Veuve

Aujourd’hui, elle a vu son mari réduit en cendres, mis dans une petite boîte rangée sur une étagère du caveau familial, où elle finira par le rejoindre un jour ou l’autre. Il y a à peine une semaine, juste avant les fêtes de Noël, elle apprenait la mort de celui qui a vécu avec elle pendant plus de soixante ans. Elle n’a pas pu verser une larme pour libérer son coeur lourd. Il faut bien dire que sa mort est loin d’être la première, elle a déjà perdu ses parents, son frère, son petit-fils et quelques amis. Elle a l’âge de ceux qui saluent la mort régulièrement, prenant leur place dans la file d’attente.

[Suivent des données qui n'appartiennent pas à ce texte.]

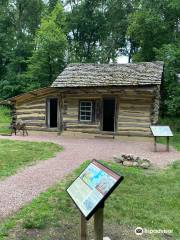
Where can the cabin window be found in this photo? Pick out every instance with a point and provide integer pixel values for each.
(52, 112)
(86, 111)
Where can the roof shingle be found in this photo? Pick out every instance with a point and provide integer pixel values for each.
(91, 75)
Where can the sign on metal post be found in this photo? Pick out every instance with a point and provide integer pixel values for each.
(161, 131)
(89, 192)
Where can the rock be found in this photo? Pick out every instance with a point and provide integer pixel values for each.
(118, 159)
(128, 163)
(135, 164)
(144, 165)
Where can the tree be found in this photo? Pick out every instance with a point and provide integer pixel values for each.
(48, 58)
(24, 18)
(96, 29)
(152, 24)
(170, 54)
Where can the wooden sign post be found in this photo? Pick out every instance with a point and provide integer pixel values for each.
(98, 223)
(89, 192)
(161, 131)
(83, 228)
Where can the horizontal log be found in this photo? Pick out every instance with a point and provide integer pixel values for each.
(83, 131)
(80, 125)
(135, 108)
(134, 113)
(145, 129)
(30, 112)
(133, 119)
(35, 102)
(36, 124)
(134, 133)
(31, 118)
(134, 124)
(68, 115)
(32, 107)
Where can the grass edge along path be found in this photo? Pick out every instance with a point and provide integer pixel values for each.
(15, 154)
(146, 198)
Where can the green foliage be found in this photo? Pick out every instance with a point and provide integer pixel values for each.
(5, 120)
(96, 30)
(154, 29)
(19, 27)
(48, 58)
(170, 54)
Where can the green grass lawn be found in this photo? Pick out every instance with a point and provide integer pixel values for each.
(5, 120)
(174, 141)
(17, 154)
(145, 198)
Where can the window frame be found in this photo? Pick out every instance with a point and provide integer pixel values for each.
(81, 110)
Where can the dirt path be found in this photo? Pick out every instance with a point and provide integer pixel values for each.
(17, 190)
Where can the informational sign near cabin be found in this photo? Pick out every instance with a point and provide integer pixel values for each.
(161, 131)
(89, 192)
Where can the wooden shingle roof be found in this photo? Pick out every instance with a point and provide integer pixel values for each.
(89, 75)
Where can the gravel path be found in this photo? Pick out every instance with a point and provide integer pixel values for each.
(17, 190)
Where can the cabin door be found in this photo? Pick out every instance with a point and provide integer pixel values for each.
(109, 114)
(52, 112)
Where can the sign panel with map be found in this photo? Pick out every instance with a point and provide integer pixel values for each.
(92, 187)
(161, 131)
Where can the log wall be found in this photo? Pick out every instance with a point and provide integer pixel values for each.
(135, 108)
(33, 112)
(71, 115)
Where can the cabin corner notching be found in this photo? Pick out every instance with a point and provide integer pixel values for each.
(120, 99)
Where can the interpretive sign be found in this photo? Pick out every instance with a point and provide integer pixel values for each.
(161, 131)
(92, 187)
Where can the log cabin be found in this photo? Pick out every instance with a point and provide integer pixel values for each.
(113, 99)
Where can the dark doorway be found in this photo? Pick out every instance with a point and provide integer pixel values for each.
(53, 103)
(108, 114)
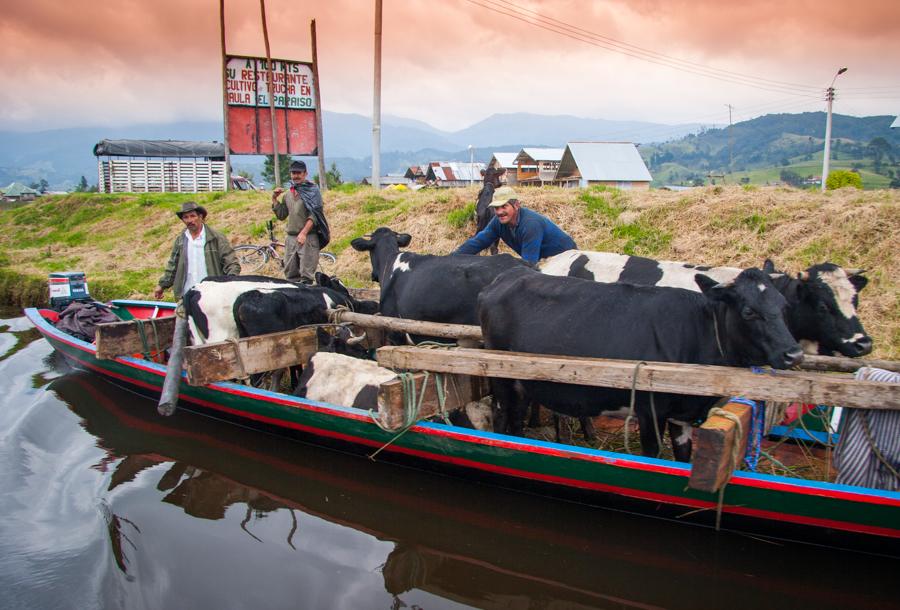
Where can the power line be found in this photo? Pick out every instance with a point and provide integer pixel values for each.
(650, 52)
(581, 35)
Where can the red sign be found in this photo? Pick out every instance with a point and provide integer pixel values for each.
(249, 116)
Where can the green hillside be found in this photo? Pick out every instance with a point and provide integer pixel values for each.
(780, 148)
(122, 241)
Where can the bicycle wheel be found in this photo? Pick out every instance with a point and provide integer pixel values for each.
(251, 258)
(326, 261)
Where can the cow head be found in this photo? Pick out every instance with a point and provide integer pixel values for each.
(383, 246)
(750, 325)
(340, 340)
(824, 304)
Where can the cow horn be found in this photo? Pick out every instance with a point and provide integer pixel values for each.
(356, 339)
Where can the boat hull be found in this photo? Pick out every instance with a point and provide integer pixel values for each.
(823, 513)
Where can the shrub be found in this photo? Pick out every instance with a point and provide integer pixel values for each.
(840, 178)
(460, 217)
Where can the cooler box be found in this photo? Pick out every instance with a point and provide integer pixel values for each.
(67, 286)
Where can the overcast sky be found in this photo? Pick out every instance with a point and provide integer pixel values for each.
(452, 63)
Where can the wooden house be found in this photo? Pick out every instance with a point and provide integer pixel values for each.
(506, 161)
(453, 173)
(537, 166)
(616, 164)
(159, 166)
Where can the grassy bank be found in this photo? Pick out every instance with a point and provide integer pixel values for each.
(122, 241)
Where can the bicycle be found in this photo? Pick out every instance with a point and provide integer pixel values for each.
(254, 258)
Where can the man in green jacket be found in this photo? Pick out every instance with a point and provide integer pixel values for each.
(302, 243)
(199, 251)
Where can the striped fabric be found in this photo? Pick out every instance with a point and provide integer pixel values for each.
(854, 459)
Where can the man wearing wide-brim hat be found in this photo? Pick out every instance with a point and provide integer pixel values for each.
(199, 251)
(307, 228)
(532, 235)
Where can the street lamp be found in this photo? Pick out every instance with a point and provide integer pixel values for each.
(829, 97)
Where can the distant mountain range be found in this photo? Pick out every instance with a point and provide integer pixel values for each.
(672, 152)
(62, 156)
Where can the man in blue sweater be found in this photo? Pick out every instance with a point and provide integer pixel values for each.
(530, 234)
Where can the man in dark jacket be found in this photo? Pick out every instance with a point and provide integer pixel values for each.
(306, 225)
(532, 235)
(199, 251)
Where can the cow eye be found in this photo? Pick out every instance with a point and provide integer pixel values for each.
(748, 314)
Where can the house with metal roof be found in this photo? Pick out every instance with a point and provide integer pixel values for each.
(453, 173)
(160, 166)
(616, 164)
(16, 191)
(416, 174)
(506, 161)
(537, 166)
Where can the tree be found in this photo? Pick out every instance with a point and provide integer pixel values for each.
(268, 168)
(791, 177)
(840, 178)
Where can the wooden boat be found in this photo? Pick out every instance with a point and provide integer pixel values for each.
(779, 507)
(502, 557)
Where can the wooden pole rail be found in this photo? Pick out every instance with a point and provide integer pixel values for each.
(473, 333)
(121, 338)
(785, 386)
(431, 329)
(236, 359)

Durant cette semaine, elle n’a pas eu une minute à elle, accomplissant toutes les formalités qui mine de rien la tenaient occupée, l’empêchant de sentir le vide à ses côtés. De concessions en procession, la journée est passée. Surréaliste réunion de famille, où les conversations sont finalement les mêmes qu’aux mariages et naissances qui marquent la vie de ces personnes unies par le fil ténu du sang coulant dans leur veines.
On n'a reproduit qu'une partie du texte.